Did they live happily ever after?  Well, not quite.  The IRS eventually discovered that the computer had made a mistake (as good an excuse as any) and so they attempted to contact Mr. & Mrs. Bame.  They were unsuccessful (why are you not surprised).  So, they wrote to Fred to notify him that they would levy his Social Security benefits (that would surely go a long way toward recovering $600,000 or so).  The notification letter was rejected and marked “return to sender.”  The IRS then sued Fred.  Fred died shortly thereafter and his estate was substituted as a defendant.

The IRS moved to recover under the Federal Debt Collection Procedures Act and the Minnesota Uniform Fraudulent Transfer Act.
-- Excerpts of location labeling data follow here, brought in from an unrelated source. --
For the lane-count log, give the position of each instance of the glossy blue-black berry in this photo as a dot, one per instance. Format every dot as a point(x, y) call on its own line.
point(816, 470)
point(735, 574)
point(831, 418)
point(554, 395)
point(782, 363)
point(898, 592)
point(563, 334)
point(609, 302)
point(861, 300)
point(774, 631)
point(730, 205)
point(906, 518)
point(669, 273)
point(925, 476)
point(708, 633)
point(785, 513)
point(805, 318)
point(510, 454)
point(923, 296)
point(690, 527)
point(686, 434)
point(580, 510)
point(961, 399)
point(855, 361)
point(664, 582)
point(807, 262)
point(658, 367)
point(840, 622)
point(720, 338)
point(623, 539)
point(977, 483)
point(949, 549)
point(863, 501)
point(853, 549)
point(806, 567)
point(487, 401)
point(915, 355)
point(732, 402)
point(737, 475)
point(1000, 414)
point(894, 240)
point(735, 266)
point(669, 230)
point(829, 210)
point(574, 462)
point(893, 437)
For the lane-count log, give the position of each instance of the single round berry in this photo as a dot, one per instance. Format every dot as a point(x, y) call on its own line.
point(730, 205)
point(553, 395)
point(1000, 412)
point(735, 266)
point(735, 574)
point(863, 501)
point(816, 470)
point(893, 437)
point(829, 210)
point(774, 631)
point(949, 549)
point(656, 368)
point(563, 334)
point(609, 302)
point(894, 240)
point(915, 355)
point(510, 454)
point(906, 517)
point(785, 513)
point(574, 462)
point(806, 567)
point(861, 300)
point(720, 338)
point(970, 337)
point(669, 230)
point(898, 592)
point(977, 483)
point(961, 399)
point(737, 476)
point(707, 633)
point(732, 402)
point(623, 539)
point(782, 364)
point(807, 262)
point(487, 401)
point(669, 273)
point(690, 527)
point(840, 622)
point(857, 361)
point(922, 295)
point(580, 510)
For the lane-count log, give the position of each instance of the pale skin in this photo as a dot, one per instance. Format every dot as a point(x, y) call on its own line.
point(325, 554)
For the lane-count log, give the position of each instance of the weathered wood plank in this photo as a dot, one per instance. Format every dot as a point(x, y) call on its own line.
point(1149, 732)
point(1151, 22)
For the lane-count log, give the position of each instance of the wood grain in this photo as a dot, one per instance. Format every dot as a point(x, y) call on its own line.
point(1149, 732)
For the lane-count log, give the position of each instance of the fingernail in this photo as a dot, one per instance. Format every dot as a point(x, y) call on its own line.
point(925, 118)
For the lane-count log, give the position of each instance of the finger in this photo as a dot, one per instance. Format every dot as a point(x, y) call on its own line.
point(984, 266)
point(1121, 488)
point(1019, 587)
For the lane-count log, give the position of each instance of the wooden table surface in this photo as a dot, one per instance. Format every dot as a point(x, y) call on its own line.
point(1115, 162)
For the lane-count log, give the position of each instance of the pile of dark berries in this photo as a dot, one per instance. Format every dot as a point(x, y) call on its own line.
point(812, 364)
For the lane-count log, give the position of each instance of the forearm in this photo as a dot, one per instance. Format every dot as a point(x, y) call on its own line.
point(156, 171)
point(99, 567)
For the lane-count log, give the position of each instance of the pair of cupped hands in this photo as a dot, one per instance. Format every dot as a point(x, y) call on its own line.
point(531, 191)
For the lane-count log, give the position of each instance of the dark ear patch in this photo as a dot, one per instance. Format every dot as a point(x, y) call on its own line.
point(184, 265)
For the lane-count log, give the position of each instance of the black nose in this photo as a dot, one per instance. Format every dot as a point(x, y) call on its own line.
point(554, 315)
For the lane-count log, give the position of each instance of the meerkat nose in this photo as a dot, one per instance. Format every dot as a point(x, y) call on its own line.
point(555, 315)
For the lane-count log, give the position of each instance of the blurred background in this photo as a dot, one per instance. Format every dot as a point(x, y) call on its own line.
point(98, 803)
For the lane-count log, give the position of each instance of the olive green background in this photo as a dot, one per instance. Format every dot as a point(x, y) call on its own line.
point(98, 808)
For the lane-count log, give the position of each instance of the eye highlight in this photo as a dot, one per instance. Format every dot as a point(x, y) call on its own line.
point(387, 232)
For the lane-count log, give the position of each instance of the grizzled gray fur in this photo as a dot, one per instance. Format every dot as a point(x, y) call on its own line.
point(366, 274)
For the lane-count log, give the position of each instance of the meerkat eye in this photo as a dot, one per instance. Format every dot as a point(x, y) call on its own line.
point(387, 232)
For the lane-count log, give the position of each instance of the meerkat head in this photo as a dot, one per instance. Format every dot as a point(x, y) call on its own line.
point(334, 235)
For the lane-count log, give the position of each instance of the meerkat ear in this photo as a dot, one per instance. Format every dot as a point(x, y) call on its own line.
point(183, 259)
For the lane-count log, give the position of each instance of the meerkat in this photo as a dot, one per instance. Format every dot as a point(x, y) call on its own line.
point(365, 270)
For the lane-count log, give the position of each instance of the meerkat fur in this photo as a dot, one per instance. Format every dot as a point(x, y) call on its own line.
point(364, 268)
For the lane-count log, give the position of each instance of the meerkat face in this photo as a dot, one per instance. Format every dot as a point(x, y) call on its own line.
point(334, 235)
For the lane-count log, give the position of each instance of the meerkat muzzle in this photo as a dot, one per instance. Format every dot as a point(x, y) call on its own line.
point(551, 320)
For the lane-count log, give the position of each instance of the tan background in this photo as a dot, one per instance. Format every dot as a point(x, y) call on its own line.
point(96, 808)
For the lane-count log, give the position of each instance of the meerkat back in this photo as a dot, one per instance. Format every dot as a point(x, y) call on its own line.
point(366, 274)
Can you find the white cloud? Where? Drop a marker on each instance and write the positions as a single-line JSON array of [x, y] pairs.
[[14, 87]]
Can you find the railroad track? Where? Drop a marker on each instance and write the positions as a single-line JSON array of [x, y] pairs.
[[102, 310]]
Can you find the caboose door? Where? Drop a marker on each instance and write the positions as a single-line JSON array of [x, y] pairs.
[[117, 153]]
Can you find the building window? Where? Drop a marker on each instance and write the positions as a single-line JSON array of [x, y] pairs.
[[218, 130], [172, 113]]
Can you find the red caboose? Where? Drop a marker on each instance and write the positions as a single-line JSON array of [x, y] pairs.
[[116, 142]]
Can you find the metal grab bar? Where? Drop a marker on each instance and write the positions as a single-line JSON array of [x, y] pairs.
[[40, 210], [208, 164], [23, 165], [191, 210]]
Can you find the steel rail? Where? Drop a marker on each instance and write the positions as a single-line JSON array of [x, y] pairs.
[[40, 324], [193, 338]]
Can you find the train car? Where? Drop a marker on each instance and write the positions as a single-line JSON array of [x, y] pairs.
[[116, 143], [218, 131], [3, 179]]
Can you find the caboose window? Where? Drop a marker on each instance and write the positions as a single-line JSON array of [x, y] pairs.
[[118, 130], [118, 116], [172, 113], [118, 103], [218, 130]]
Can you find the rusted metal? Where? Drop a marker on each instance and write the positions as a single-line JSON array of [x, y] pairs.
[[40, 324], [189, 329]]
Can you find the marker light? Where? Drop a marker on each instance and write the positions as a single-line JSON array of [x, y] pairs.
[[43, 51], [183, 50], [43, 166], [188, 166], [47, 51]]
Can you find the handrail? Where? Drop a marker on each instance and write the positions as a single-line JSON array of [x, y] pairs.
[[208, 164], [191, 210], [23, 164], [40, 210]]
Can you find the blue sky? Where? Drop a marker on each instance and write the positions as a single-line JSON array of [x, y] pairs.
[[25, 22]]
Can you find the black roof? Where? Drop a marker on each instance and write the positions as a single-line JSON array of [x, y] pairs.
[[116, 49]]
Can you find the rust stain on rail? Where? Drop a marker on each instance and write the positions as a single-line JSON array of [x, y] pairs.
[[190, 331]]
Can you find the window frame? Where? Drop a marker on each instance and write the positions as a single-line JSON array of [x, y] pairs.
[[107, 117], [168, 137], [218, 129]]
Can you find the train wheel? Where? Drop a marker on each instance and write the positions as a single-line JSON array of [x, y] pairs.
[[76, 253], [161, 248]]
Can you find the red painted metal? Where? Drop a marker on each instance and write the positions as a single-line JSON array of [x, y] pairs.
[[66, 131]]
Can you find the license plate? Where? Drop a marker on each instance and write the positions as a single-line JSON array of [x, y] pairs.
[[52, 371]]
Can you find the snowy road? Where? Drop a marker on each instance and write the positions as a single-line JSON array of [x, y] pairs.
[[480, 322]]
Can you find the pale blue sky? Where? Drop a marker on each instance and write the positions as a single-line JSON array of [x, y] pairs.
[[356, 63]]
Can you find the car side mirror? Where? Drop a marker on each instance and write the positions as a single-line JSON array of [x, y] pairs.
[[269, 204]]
**In its’ decision, the Court found that “I Am Home is an incorporated entity that she uses to conduct her personal business.  It does not observe any corporate formalities, keeps no corporate records, and is simply a façade for Jo Anna’s individual dealings.”
“The Government’s statutory claims raise several issues concerning statutes of limitation, insider status, the effect of the Bames’ antenuptial agreement, possible estoppels, and more that the Court need not address.”  (par. 1, line 1 of the case analysis – page 8).  The Court reasoned that even if the defendants prevailed in their defense arguments, “equity dictates that they return the erroneously distributed funds under the doctrine of unjust enrichment.”  Jo Anna argued that the funds transferred to her (mortgage payments and deposits to businesses which she owned) were in satisfaction of debts which Fred owed under the divorce decree.  The Court could find only $17,780 in marital debt and various tax liens listed on the divorce decree.  Jo Anna could offer no proof or other evidence of marital debt which Fred would be obligated to pay.  As part of the divorce settlement, Jo Anna “irrevocably withdrew all claims against Fred’s estate…and she retained no power to collect on any debts that accrued before January 27, 2000.”

Jo Anna countered the claim that she was unjustly enriched by arguing that she relied on the IRS’s assurances regarding the refund.  “As a matter of law, however, Jo Anna cannot rely on the mistaken advice of an IRS agent…We have been very clear in the past that a mistake of law by a Government agent, acting without audit or examination, does not amount to an act or interpretation upon which [the taxpayer] could justifiably rely…Those who deal with the government are expected to know the law and may not rely on the conduct of government agents contrary to the law.”

The IRS sought to recover $185,000 transferred to I Am Home (simply a façade for Jo Anna’s individual dealings) as well as $100,000 transferred to Hook ‘n Horn (subsequently HnH Ltd) which the government characterized as Jo Anna’s alter ego.  The bank account (after incorporation) remained under her exclusive control and she continued to run the business as she had run it when it was a sole proprietorship.  Actually, she used a bank account entitled Hook ‘n Horn Ltd. for three years prior to the formal incorporation.

The corporation was formed only after the IRS initiated collection action against Fred.  The camp, which was the only asset of Hook n’ Horn, was transferred to Jo Anna by Fred “as a constructive fraud to avoid…creditors.”  The Court determined that HnH Ltd. was indeed Jo Anna’s alter ego.

As a result, Jo Anna was ordered to repay $526,022 with the HnH Ltd. corporation liable for $100,000 and the I Am Home entity liable for $185,000.  Jo Anna Bame, et. All v. United States of America, US Distr. Ct. MN Civ. No. 11-62 (8/16/2012).